6. Verzoekster heeft tevens gesteld dat de overweging in de uitspraak van 14 december 2017 dat de NVWA heeft toegelicht dat vanwege de risico’s voor mens, plant en dier het van belang is dat goederen die in afwachting zijn van de keuringsuitslagen zo dicht mogelijk bij de haven van binnenkomst blijven, zodat zij zo snel mogelijk weer terug kunnen naar het land van herkomst als zij worden afgekeurd, onjuist is. Dit zou niet zo door de NVWA zijn gesteld en bovendien wordt de meeste afgekeurde waar, die bederfelijk is, niet teruggevoerd naar het land van herkomst, maar vernietigd. Ook dit betoog faalt, omdat dit onverlet laat dat voorts door de voorzieningenrechter is overwogen dat de NVWA daarnaast heeft toegelicht, dat voor de omvang van de officiële controles van belang is dat het aantal officiële controlelocaties beperkt blijft en zich in een beperkt gebied bevinden. Dit laatste vormde naast het voorgaande een afzonderlijke argument om het standpunt van de NVWA niet onredelijk te achten. De stelling van verzoekster dat ook dit argument niet opgaat, omdat daarmee door de voorzieningenrechter is miskend dat het aantal inspectielocaties niet toeneemt (omdat verzoeksters oude inspectielocatie is komen te vervallen) kan de voorzieningenrechter niet volgen. Erkenning van de nieuwe locatie van verzoekster leidt immers in potentie wel degelijk tot uitbreiding van het gebied waarbinnen inspecties plaats kunnen vinden. Dat tegenover de nieuwe locatie van verzoekster reeds een bedrijf is gevestigd met een erkenning doet daar niet aan af. Die erkenning vond plaats voor de vaststelling en publicatie van het Voorschrift officiële inspectielocatie (INV PR 10). Indien de NVWA gehouden zou zijn de aanvraag van verzoekster te honoreren dan zou dat dit tot gevolg kunnen hebben dat elke volgende aanvraag (net) buiten de randen van het door de NVWA omschreven gebied ook zou moeten worden gehonoreerd, wat zou betekenen dat een vergissing op grond van het gelijkheidsbeginsel telkenmale zou moeten worden herhaald.
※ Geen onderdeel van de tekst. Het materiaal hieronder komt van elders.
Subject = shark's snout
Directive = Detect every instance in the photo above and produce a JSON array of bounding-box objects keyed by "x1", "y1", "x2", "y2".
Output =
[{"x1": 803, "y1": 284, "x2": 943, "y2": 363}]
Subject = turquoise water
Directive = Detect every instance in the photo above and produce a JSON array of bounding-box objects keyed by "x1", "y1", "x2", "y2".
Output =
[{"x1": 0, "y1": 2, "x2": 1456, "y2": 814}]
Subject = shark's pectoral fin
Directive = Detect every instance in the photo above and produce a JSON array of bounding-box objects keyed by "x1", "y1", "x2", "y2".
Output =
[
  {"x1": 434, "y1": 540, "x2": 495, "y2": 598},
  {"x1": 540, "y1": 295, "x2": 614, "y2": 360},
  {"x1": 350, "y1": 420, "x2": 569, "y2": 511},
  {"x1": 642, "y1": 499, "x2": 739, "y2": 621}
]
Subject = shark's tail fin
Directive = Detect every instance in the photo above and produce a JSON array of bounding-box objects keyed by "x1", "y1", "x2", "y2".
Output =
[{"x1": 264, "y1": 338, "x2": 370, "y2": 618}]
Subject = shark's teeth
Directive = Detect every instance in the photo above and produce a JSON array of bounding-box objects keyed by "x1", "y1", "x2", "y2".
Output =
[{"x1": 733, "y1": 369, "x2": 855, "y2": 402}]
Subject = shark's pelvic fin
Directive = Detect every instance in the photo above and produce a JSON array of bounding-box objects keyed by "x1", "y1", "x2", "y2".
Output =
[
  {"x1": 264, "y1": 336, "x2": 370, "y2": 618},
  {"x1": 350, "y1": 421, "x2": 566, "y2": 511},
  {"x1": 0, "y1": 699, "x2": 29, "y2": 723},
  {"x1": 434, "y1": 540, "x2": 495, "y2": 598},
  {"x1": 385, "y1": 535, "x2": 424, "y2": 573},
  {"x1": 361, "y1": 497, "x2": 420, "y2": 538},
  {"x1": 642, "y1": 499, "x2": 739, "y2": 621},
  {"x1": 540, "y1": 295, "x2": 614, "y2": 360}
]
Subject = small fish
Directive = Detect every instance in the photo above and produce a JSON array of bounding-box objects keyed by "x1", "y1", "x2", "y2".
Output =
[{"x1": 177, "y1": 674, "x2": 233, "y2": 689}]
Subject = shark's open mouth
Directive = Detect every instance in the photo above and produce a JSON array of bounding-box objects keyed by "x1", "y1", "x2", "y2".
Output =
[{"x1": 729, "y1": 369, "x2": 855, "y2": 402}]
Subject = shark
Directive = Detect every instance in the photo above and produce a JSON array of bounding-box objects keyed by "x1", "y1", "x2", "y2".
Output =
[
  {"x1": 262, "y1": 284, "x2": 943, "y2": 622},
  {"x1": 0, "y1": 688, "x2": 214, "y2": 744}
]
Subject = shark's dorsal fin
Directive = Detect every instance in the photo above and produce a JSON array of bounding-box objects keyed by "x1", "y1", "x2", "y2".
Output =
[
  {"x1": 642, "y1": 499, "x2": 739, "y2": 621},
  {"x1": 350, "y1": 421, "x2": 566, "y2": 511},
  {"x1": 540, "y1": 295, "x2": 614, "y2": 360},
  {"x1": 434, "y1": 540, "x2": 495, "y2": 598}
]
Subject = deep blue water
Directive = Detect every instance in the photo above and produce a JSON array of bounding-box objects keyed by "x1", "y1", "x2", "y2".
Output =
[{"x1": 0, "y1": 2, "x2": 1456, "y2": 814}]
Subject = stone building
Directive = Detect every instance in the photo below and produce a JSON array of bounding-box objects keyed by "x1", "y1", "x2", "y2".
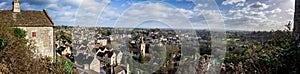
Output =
[{"x1": 0, "y1": 0, "x2": 55, "y2": 58}]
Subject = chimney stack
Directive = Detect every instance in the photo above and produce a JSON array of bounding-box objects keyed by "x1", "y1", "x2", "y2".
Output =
[{"x1": 13, "y1": 0, "x2": 21, "y2": 12}]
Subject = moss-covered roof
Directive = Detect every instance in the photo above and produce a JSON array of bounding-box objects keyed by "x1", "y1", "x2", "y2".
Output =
[{"x1": 0, "y1": 10, "x2": 54, "y2": 27}]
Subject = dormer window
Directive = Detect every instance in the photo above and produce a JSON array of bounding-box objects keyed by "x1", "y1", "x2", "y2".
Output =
[{"x1": 31, "y1": 32, "x2": 36, "y2": 37}]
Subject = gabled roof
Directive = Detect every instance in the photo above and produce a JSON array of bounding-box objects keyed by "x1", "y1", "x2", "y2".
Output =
[{"x1": 0, "y1": 10, "x2": 54, "y2": 27}]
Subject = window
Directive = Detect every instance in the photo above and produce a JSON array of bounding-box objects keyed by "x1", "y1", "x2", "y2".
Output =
[{"x1": 31, "y1": 32, "x2": 36, "y2": 37}]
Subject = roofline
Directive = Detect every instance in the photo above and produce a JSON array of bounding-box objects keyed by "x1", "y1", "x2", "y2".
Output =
[{"x1": 43, "y1": 9, "x2": 55, "y2": 26}]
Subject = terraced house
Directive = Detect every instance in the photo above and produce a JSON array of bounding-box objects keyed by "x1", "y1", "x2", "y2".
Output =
[{"x1": 0, "y1": 0, "x2": 55, "y2": 58}]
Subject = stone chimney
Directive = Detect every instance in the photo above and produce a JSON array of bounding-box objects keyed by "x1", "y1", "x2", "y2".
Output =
[{"x1": 13, "y1": 0, "x2": 21, "y2": 12}]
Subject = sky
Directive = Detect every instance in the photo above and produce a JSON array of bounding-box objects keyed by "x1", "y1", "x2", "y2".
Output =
[{"x1": 0, "y1": 0, "x2": 295, "y2": 31}]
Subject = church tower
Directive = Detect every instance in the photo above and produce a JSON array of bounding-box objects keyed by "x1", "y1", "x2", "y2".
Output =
[
  {"x1": 13, "y1": 0, "x2": 21, "y2": 12},
  {"x1": 141, "y1": 37, "x2": 146, "y2": 57}
]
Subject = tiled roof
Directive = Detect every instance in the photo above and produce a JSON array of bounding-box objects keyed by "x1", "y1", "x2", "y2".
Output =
[{"x1": 0, "y1": 10, "x2": 54, "y2": 27}]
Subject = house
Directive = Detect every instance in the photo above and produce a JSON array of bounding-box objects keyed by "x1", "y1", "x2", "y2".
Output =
[{"x1": 0, "y1": 0, "x2": 55, "y2": 58}]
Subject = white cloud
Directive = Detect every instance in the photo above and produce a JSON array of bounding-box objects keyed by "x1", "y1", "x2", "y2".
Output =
[
  {"x1": 116, "y1": 2, "x2": 193, "y2": 28},
  {"x1": 286, "y1": 8, "x2": 295, "y2": 15},
  {"x1": 248, "y1": 1, "x2": 270, "y2": 10},
  {"x1": 266, "y1": 8, "x2": 282, "y2": 14},
  {"x1": 222, "y1": 0, "x2": 246, "y2": 5}
]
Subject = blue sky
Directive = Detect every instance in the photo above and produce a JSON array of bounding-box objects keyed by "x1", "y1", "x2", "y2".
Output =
[{"x1": 0, "y1": 0, "x2": 295, "y2": 30}]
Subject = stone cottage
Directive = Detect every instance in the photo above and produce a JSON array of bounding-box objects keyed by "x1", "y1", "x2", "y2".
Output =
[{"x1": 0, "y1": 0, "x2": 55, "y2": 58}]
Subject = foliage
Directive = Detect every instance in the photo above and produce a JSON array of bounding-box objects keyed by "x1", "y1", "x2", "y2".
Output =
[
  {"x1": 225, "y1": 22, "x2": 300, "y2": 74},
  {"x1": 55, "y1": 31, "x2": 72, "y2": 43},
  {"x1": 55, "y1": 56, "x2": 74, "y2": 74}
]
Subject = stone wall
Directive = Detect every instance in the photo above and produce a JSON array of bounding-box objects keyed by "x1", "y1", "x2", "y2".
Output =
[{"x1": 19, "y1": 27, "x2": 55, "y2": 58}]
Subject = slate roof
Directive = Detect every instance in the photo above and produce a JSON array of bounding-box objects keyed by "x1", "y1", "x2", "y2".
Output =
[{"x1": 0, "y1": 10, "x2": 54, "y2": 27}]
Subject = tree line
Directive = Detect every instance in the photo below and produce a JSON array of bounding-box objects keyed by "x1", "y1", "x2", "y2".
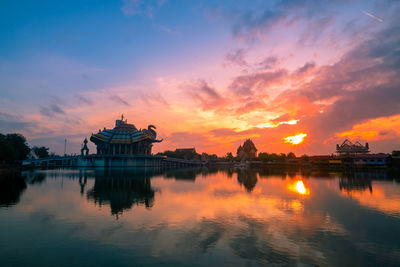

7. Uit het voorgaande kan niet worden afgeleid dat de uitspraak van 14 december 2017 evidente misslagen bevat.

8. Evenmin levert de stelling van verzoekster, dat uit een ingebrachte luchtfoto van Schiphol moet worden afgeleid dat (mede gelet op de omstandigheid dat het overgrote deel van dit gebied andere functies heeft) het omvatten van haar nieuwe locatie tot het gebied Schiphol een volstrekt verwaarloosbare uitbreiding omvat, op dat sprake is van nieuw gebleken feiten of gewijzigde omstandigheden. De vergelijking die verzoekster thans maakt met de situatie in de haven van Rotterdam, die naar zij stelt een veel groter en verspreid gebied omvat waarin inspectielocaties kunnen worden aangewezen, levert evenmin een dergelijk novum op. Verzoekster had deze feiten en omstandigheden namelijk eerder kunnen aanvoeren.

9. Daar komt bij dat het spoedeisend belang thans beperkt is, omdat binnen enkele weken een beslissing op bezwaar valt te verwachten. De NVWA heeft bij brief van 10 januari 2018 te kennen gegeven dat daarbij in zal worden gegaan op de nieuwe stukken die door verzoekster op 19 december 2017 zijn ingebracht.

10. Voor een proceskostenveroordeling bestaat geen aanleiding.

Beslissing

De voorzieningenrechter wijst het verzoek om voorlopige voorziening af.

Deze uitspraak is gedaan door mr. A. van Gijzen, voorzieningenrechter, in aanwezigheid van mr. R. Stijnen, griffier. De beslissing is in het openbaar uitgesproken op 19 januari 2018.